Repository files navigation

Data Warehouse and ETL Process for Olympic and Economic Data Analysis

Overview

This project is designed to demonstrate the complete process of building a Data Warehouse, which involves several key stages:

  1. Data Collection and Settlement (OLTP - Online Transaction Processing): This involves gathering and storing raw data, typically in an operational database.
  2. Data Transformation and Integration (ETL - Extract, Transform, Load): The raw data is transformed and integrated into a unified format, making it suitable for analysis.
  3. Data Warehouse Design and Implementation (OLAP - Online Analytical Processing): The data warehouse is designed, usually before the ETL process, to support complex queries and reporting.
  4. Data Analysis and Visualisation (BI - Business Intelligence): The final stage aims to provide actionable insights, answer business questions, and support decision-making processes.

To illustrate these concepts, we use the fictitious Adventure Works Cycles database, representing a multinational manufacturing company that sells bicycles and accessories.

Environment Setup

Step 1: Cloning the Repository

To begin, clone the project repository:

git clone https://github.com/PascalSun/DW_2024.git

Familiarity with Git and GitHub is essential for software engineers. If you’re new to Git, here are some resources to get started:

Additionally, if you do not have a code editor, we recommend installing VS Code.

Step 2: Database Environment Setup

Ensure that Docker and Docker Compose are installed on your machine. These tools are necessary to set up the required databases and Jupyter Lab environment.

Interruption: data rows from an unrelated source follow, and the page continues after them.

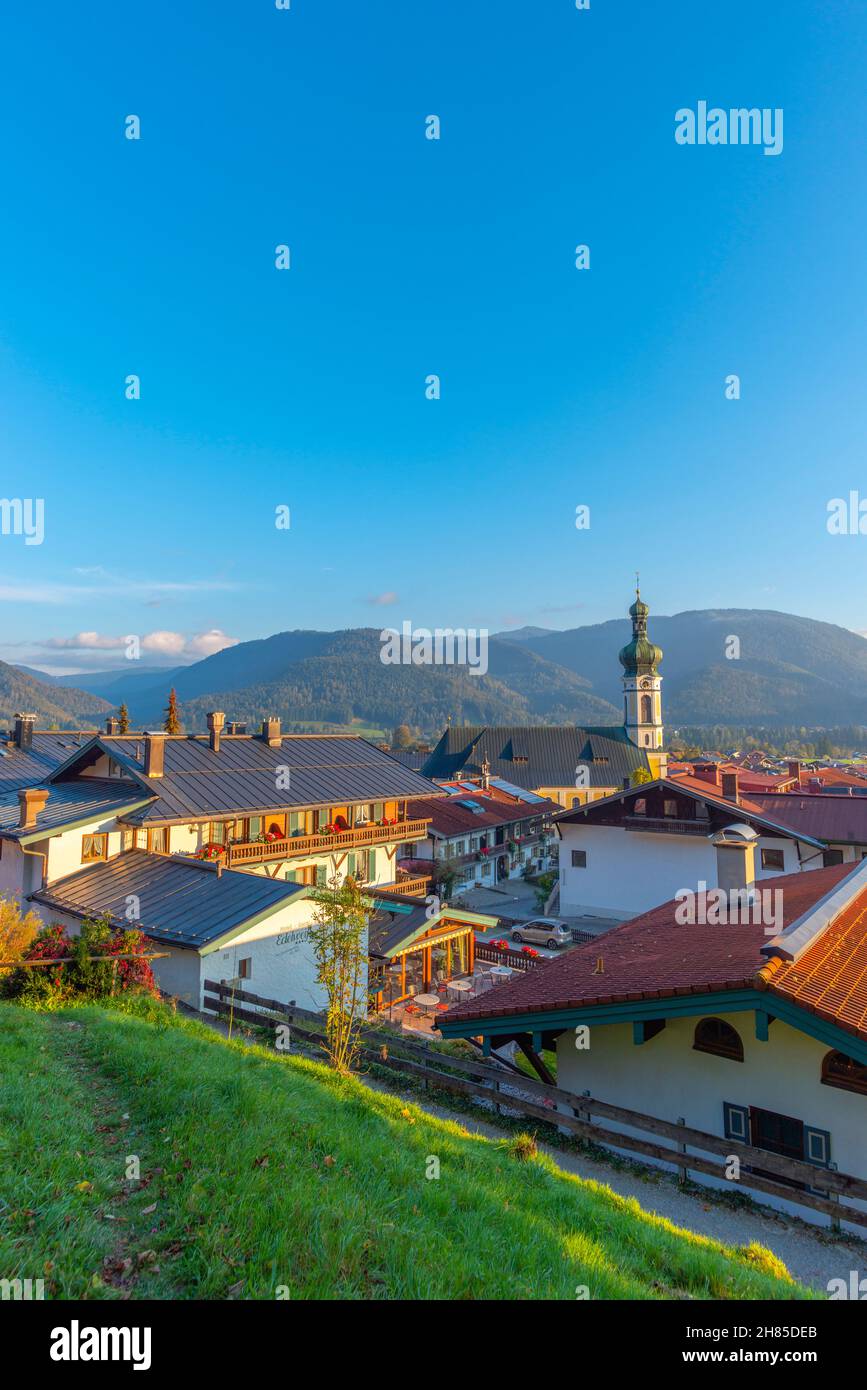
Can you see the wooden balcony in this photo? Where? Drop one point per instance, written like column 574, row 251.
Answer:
column 667, row 824
column 407, row 887
column 359, row 837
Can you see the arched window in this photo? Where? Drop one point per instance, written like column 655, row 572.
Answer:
column 719, row 1037
column 845, row 1072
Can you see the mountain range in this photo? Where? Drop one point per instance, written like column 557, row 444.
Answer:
column 782, row 670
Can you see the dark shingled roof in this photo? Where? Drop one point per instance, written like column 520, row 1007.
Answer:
column 20, row 767
column 246, row 774
column 552, row 754
column 181, row 901
column 395, row 920
column 70, row 804
column 831, row 818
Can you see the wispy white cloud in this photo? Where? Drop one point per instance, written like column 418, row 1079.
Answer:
column 160, row 642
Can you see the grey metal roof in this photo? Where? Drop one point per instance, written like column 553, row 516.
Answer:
column 68, row 804
column 184, row 902
column 243, row 774
column 392, row 923
column 29, row 767
column 552, row 752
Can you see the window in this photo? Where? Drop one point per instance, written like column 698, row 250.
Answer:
column 773, row 859
column 735, row 1122
column 719, row 1039
column 844, row 1072
column 93, row 848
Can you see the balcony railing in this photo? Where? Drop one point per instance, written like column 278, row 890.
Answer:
column 667, row 824
column 359, row 837
column 409, row 887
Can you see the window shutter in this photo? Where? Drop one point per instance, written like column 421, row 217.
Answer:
column 817, row 1146
column 735, row 1121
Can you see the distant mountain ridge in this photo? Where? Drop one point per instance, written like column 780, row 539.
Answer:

Start the services with the following command:

docker compose up -d

This will start the containers necessary for the project. You should have four running containers: pgdb, pgadmin, sqlserver, and jupyterlab. You can check this with:

docker ps

If any container is missing, check the logs for that container using:

docker logs -f <container_name>

Debug Hint

To confirm that all four containers are running, use:

docker ps

You should see four containers: pgdb, pgadmin, sqlserver, and jupyterlab. If one is missing, check the logs for that container:

docker logs -f <container_name>

Special Instructions for Windows Users

If you run the docker compose up command in PowerShell or the terminal provided by Windows, you might encounter issues with the sqlserver container due to line ending conflicts between Unix-based and Windows-based systems. To resolve this:

  1. Open the project in VS Code.

  2. Navigate to OLTP/sqlserver/install.sh and OLTP/sqlserver/startup.sh.

  3. Change the line endings from CRLF to LF (in the bottom-right corner of VS Code).

  4. Save the files and run:

    docker compose up --build -d

Change End of File

Special Instructions for Mac M1/M2/M3 Users

For users with ARM architecture, the sqlserver and jupyterlab containers may not start properly due to the mcr.microsoft.com/mssql/server image not supporting ARM architecture. To resolve this:

  1. Enable Use Rosetta for x86_64/amd64 emulation on Apple Silicon in Docker settings:

    • Open Docker Desktop settings.
    • Go to the General tab.
    • Check the Use Rosetta for x86_64/amd64 emulation on Apple Silicon option.
    • Click Apply & Restart.
  2. Clean the images and run:

    docker compose up --build -d

Mac Setup

Step 3: Local Python Development Environment Setup

While the project provides a jupyterlab container within Docker for development, you may also choose to set up a local Python development environment:

  1. Install Graphviz and its Python package for drawing ER diagrams:

    • On macOS: brew install graphviz
    • Install the Python package: pip install graphviz
  2. Create a virtual environment with Python 3.9 or higher:

    • Using venv:
      python3 -m venv venv
      source venv/bin/activate
    • Using conda:
      conda create -n dw python=3.9
      conda activate dw
  3. Install the project dependencies:

    pip install -r requirements.txt
  4. Run Jupyter Lab in the project directory:

    jupyter lab

Step 4: Explore and Understand

This project encourages you to explore both the Docker and local development environments, understand their setups, and be prepared to discuss the advantages and disadvantages of each approach. This exploration is valuable for understanding the full lifecycle of a data warehouse project, from data collection to analysis and visualisation.